Individual land parcels that now comprise camp were used as a “playground” for 10 families who had shared the property as a hunting camp from approximately 1910 to 1945 (when they decided to sell). Three of the families each owned a lodge on the premises. When the land was sold to the YMCA in 1947, the land interests of all the families were consolidated. These owners included Stoeckel, Scoville, Cone, Wehner, Holdship, Becker, Rea, Shannon, Robison and Hann.
The Garrett family, whose Mount Washington residency dates back to 1882 when they built their summer home adjacent to the camp’s property, owned a portion of the camp road and “right of way” until Hi-Rock built its new road in 2008. (The family was gracious enough to lend the YMCA access through this road, which was the only viable entryway to the camp, via a “handshake easement” agreement for many years.)
There was no original lake, simply a small stream meandering through a swampy area. The dam was built around 1850 to furnish additional water supply for power for the Hammertown Scythe Works in Connecticut. The large rocks of the dam were hauled in by oxen. The original dam featured a sluiceway with a wooden gate that heightened to release impounded water in times of draught. The dam was raised about 22 inches in 1917 and contained a concrete core with dirt fill on the front side and a rock face on the back side. In 1948, the height of the dam was raised 30 inches by adding dirt fill on top and rip-rapping it at critical points with rock.
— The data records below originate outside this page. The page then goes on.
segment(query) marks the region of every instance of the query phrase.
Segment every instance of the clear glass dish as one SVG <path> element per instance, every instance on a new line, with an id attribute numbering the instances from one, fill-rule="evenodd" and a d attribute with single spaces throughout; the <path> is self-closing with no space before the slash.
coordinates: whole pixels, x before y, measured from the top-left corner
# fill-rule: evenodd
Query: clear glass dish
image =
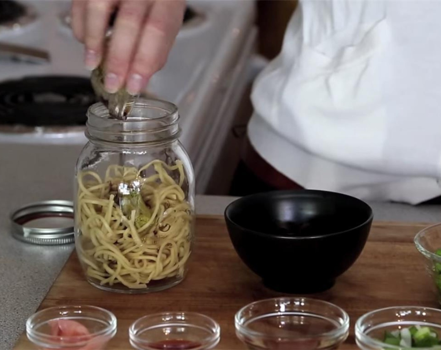
<path id="1" fill-rule="evenodd" d="M 414 239 L 416 249 L 426 258 L 426 269 L 434 281 L 434 290 L 441 304 L 441 224 L 426 227 L 419 232 Z"/>
<path id="2" fill-rule="evenodd" d="M 162 313 L 137 320 L 129 328 L 131 345 L 138 350 L 212 349 L 220 328 L 213 320 L 194 312 Z"/>
<path id="3" fill-rule="evenodd" d="M 38 349 L 103 349 L 116 333 L 110 311 L 88 305 L 49 307 L 26 322 L 26 334 Z"/>
<path id="4" fill-rule="evenodd" d="M 249 349 L 336 349 L 348 337 L 349 317 L 338 306 L 307 298 L 249 304 L 236 313 L 237 337 Z"/>
<path id="5" fill-rule="evenodd" d="M 185 277 L 194 234 L 194 181 L 178 140 L 177 108 L 139 99 L 125 120 L 87 113 L 77 162 L 75 243 L 87 281 L 109 291 L 160 291 Z"/>
<path id="6" fill-rule="evenodd" d="M 441 310 L 422 306 L 393 306 L 371 311 L 357 321 L 355 341 L 362 350 L 404 349 L 404 347 L 383 343 L 385 332 L 417 325 L 431 327 L 441 335 Z"/>

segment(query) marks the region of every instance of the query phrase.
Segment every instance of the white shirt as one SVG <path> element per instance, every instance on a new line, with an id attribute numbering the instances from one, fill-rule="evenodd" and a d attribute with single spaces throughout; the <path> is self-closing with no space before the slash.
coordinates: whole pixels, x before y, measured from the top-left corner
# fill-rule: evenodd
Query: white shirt
<path id="1" fill-rule="evenodd" d="M 308 188 L 441 195 L 441 2 L 301 1 L 258 77 L 256 151 Z"/>

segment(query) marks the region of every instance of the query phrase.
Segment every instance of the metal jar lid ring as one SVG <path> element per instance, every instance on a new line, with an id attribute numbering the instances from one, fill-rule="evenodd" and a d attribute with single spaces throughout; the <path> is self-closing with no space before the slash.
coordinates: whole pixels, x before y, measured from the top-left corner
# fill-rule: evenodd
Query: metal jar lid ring
<path id="1" fill-rule="evenodd" d="M 74 241 L 74 207 L 69 201 L 31 203 L 13 212 L 10 218 L 12 236 L 21 241 L 50 245 Z"/>

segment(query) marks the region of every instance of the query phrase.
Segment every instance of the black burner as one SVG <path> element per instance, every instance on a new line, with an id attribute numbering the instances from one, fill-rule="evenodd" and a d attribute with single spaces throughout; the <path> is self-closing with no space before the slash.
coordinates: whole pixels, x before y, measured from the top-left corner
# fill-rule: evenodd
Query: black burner
<path id="1" fill-rule="evenodd" d="M 191 7 L 187 6 L 185 8 L 185 12 L 184 13 L 183 23 L 185 24 L 189 21 L 191 20 L 197 15 L 198 15 L 198 14 Z"/>
<path id="2" fill-rule="evenodd" d="M 86 78 L 37 77 L 5 81 L 0 83 L 0 125 L 83 125 L 87 108 L 96 102 Z"/>
<path id="3" fill-rule="evenodd" d="M 26 13 L 26 9 L 14 0 L 0 0 L 0 24 L 16 20 Z"/>

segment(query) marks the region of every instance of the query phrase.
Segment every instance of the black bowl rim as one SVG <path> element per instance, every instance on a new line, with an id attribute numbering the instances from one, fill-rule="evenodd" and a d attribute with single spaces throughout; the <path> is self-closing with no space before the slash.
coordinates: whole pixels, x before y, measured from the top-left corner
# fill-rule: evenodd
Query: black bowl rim
<path id="1" fill-rule="evenodd" d="M 329 233 L 328 234 L 324 234 L 324 235 L 317 235 L 314 236 L 280 236 L 278 235 L 269 235 L 268 233 L 265 233 L 263 232 L 261 232 L 260 231 L 255 231 L 254 230 L 251 230 L 250 228 L 247 228 L 245 227 L 241 226 L 237 224 L 236 224 L 234 221 L 232 220 L 230 217 L 229 212 L 232 210 L 232 208 L 234 206 L 237 206 L 238 204 L 240 204 L 240 203 L 242 201 L 244 201 L 246 199 L 248 200 L 250 199 L 252 199 L 253 198 L 256 198 L 259 197 L 265 197 L 268 195 L 305 195 L 305 194 L 316 194 L 316 195 L 331 195 L 334 196 L 337 196 L 340 197 L 342 197 L 346 198 L 350 198 L 352 199 L 355 199 L 355 200 L 360 202 L 361 203 L 365 205 L 370 212 L 369 216 L 367 219 L 365 221 L 363 221 L 363 223 L 360 224 L 357 226 L 354 226 L 351 228 L 348 228 L 347 230 L 345 230 L 344 231 L 339 231 L 338 232 L 334 232 L 333 233 Z M 240 198 L 238 198 L 237 199 L 234 200 L 225 209 L 225 211 L 224 213 L 224 215 L 226 220 L 229 221 L 231 224 L 234 225 L 236 228 L 239 228 L 240 229 L 243 230 L 247 232 L 253 233 L 254 235 L 257 235 L 258 236 L 261 236 L 262 237 L 265 237 L 268 238 L 277 239 L 288 239 L 289 240 L 303 240 L 303 239 L 317 239 L 318 238 L 323 238 L 325 237 L 332 237 L 333 236 L 337 236 L 338 235 L 341 235 L 343 233 L 345 233 L 349 231 L 352 231 L 353 230 L 359 228 L 369 223 L 370 221 L 372 221 L 374 219 L 374 212 L 372 210 L 372 208 L 368 204 L 364 201 L 362 200 L 361 199 L 359 199 L 355 197 L 353 197 L 352 196 L 349 195 L 345 195 L 343 193 L 340 193 L 338 192 L 333 192 L 332 191 L 322 191 L 321 190 L 307 190 L 307 189 L 303 189 L 303 190 L 284 190 L 281 191 L 272 191 L 267 192 L 261 192 L 259 193 L 255 193 L 253 195 L 249 195 L 244 196 L 243 197 L 241 197 Z"/>

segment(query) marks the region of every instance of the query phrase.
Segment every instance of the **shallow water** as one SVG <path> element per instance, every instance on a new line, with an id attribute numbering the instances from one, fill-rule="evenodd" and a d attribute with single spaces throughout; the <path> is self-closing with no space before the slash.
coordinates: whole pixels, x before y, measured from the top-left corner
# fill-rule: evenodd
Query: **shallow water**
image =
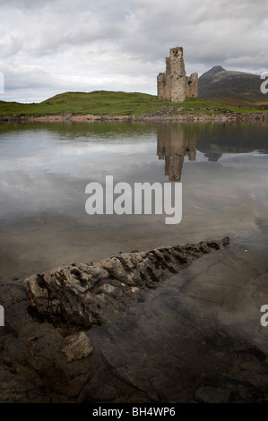
<path id="1" fill-rule="evenodd" d="M 267 250 L 268 125 L 0 125 L 0 279 L 118 252 L 234 238 Z M 88 183 L 182 182 L 183 216 L 88 215 Z"/>

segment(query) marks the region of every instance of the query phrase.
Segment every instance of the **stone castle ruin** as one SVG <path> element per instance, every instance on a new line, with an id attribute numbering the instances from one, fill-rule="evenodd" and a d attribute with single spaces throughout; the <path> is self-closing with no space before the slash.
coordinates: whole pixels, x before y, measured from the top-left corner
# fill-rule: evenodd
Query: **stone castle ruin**
<path id="1" fill-rule="evenodd" d="M 170 48 L 169 57 L 166 57 L 166 73 L 157 77 L 157 94 L 159 99 L 172 102 L 197 98 L 198 73 L 186 76 L 182 47 Z"/>

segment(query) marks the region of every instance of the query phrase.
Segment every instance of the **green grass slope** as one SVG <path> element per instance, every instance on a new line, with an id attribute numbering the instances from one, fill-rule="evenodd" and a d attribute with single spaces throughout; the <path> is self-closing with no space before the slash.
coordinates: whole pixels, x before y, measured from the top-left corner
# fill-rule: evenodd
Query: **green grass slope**
<path id="1" fill-rule="evenodd" d="M 210 109 L 229 108 L 241 113 L 255 112 L 256 108 L 226 106 L 200 99 L 185 102 L 159 101 L 154 95 L 139 92 L 114 92 L 96 90 L 93 92 L 65 92 L 56 95 L 40 103 L 23 104 L 0 101 L 0 116 L 36 116 L 58 114 L 93 114 L 111 116 L 140 116 L 159 111 L 163 106 L 184 107 L 176 111 L 207 113 Z"/>

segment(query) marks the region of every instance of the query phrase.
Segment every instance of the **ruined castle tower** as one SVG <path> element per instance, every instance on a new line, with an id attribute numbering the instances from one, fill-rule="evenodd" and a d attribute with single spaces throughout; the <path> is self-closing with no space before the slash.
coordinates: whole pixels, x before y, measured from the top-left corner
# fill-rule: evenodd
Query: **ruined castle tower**
<path id="1" fill-rule="evenodd" d="M 166 58 L 166 73 L 157 77 L 159 99 L 183 102 L 188 98 L 197 98 L 198 73 L 186 76 L 183 57 L 183 47 L 170 48 Z"/>

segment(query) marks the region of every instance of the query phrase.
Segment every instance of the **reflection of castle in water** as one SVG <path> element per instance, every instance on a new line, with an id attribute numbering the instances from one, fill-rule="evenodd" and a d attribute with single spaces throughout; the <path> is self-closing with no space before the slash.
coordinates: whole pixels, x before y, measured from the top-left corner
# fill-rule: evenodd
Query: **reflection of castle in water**
<path id="1" fill-rule="evenodd" d="M 185 156 L 195 160 L 195 134 L 178 125 L 160 126 L 157 154 L 160 159 L 165 159 L 165 176 L 169 176 L 169 181 L 180 181 Z"/>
The spillway level, and hence the lake level, remained the same.
The Glen Hunter Cabin, marked by an old rock fireplace on the small point to the west of North Rock, represented the first structure on the lake. Mount Washington resident Morgan Bulkeley Sr. lived a Thoreau-like existence there for a year after graduating from college. Amazingly, he even bathed in the lake during the winter, cutting away blocks of ice. The Central Lodge (Parker Seeley) was built in 1912. South Lodge (Bear Rock Lodge) was built in 1917-1918. The old North Lodge was originally constructed in 1915 with an extension added in 1925. It was demolished in the 1970′s. The Wheelhouse was built some time in the 1930’s.